Downtime last night
Last night around 9PM PST, Some of the Lighthouse mongrels started acting funny and returning errors. By the time I had logged in to take a look, Ezra at Engineyard had already restarted the mongrels. However, the app didn’t come right back up properly. After going through some log files, I found the cause: a log file had grown to enormous size and filled the drive up. After clearing the log and restarting, everything came right back up. Total downtime was about 15 minutes.
I immediately filed a ticket to EY to get some extra logs from some new plugins that were installed, and to get a hard drive size increase on our slices. Sorry for the troubles lately. We’re working on some stuff behind the scenes to be able to keep better tabs on how the application is performing.
Update We actually had some more downtime yesterday (Feb 5th) relating to the same plugin (different problem though). The offending plugin has been updated.
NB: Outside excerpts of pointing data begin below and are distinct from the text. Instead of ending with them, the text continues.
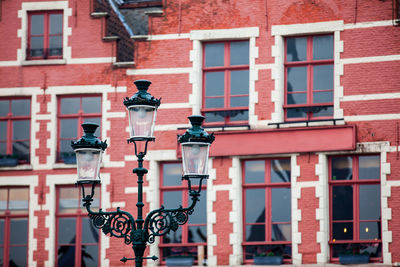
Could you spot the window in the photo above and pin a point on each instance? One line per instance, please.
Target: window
(15, 116)
(355, 206)
(267, 208)
(45, 35)
(191, 238)
(72, 112)
(77, 239)
(226, 82)
(309, 69)
(14, 203)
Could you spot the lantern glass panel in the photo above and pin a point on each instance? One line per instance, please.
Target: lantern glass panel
(195, 158)
(141, 121)
(88, 161)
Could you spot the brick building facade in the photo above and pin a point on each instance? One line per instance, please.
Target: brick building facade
(302, 97)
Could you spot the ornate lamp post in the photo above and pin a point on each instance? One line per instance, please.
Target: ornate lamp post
(142, 108)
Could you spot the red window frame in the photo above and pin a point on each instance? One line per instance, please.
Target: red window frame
(267, 185)
(80, 116)
(227, 110)
(356, 182)
(46, 35)
(79, 213)
(186, 201)
(310, 107)
(7, 216)
(9, 119)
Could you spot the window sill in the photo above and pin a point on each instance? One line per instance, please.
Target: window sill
(22, 167)
(44, 62)
(309, 123)
(64, 166)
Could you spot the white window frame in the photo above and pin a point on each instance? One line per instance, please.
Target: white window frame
(280, 32)
(196, 56)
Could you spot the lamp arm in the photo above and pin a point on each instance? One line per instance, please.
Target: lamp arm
(161, 221)
(117, 223)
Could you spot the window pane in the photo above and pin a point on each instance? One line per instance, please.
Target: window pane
(3, 130)
(296, 49)
(281, 232)
(323, 112)
(215, 83)
(342, 168)
(19, 200)
(18, 231)
(295, 113)
(66, 231)
(89, 233)
(369, 167)
(342, 202)
(297, 79)
(37, 24)
(21, 130)
(255, 232)
(66, 256)
(172, 199)
(199, 215)
(172, 174)
(322, 97)
(36, 48)
(197, 234)
(70, 105)
(98, 122)
(1, 232)
(3, 199)
(297, 98)
(21, 107)
(239, 53)
(239, 82)
(323, 47)
(68, 200)
(90, 256)
(241, 115)
(370, 202)
(66, 149)
(214, 55)
(214, 117)
(370, 230)
(3, 148)
(91, 104)
(254, 171)
(323, 77)
(4, 108)
(255, 205)
(18, 256)
(55, 23)
(55, 45)
(214, 103)
(173, 237)
(280, 171)
(69, 128)
(280, 205)
(342, 231)
(240, 101)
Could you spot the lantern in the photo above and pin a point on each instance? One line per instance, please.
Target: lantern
(89, 150)
(142, 110)
(195, 145)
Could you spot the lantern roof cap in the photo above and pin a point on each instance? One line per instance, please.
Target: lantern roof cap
(142, 97)
(196, 133)
(89, 140)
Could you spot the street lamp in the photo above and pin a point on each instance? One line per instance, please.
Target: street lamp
(195, 143)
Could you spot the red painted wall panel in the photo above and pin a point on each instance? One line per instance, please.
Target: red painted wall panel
(283, 141)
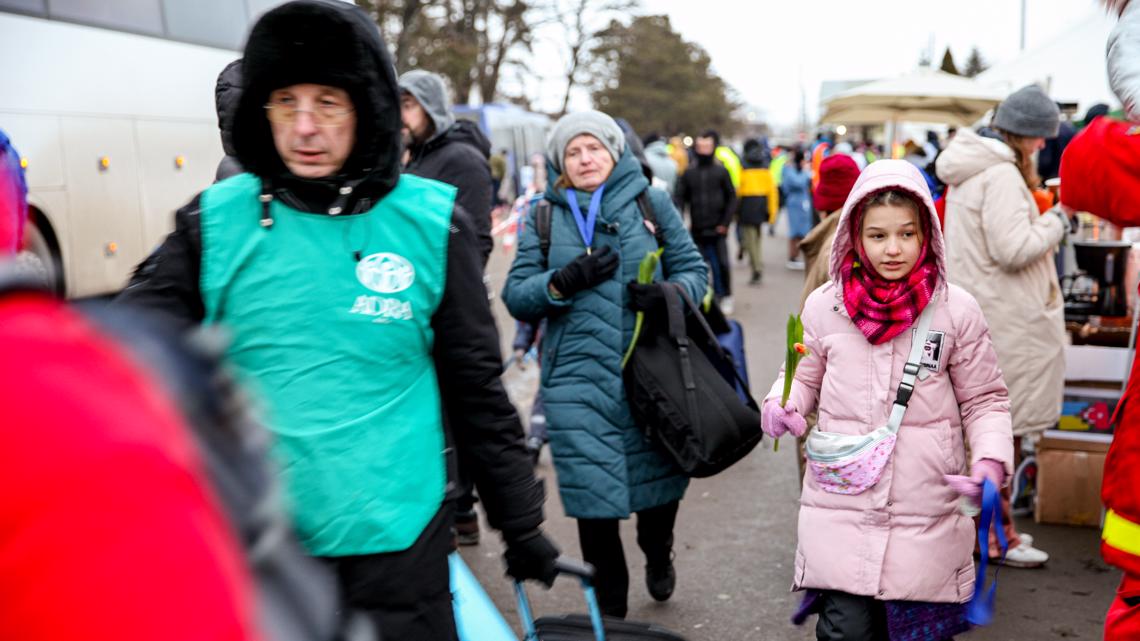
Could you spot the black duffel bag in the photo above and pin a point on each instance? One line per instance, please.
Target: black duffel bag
(682, 390)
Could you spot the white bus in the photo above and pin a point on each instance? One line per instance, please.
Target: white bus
(111, 105)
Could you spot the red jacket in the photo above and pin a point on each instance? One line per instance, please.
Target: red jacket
(107, 529)
(1121, 538)
(1100, 173)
Sorry, comments are closed for this article.



Discussion
Logs filling up the HDs – sounds familiar. Has happened to me several times at EY, including just the night before last. Seems like a weak point.
You solve this problem? What plugins your update if it not secret.
I can’t say which plugin right now. It’s been brought up with the author and fixed however. I’ll be able to say more later though.
Ben: sure, just make sure EY sets up chronolog for you. I just asked them to set it up for log/*.log. I have the bj and viking plugins creating their own logs now too.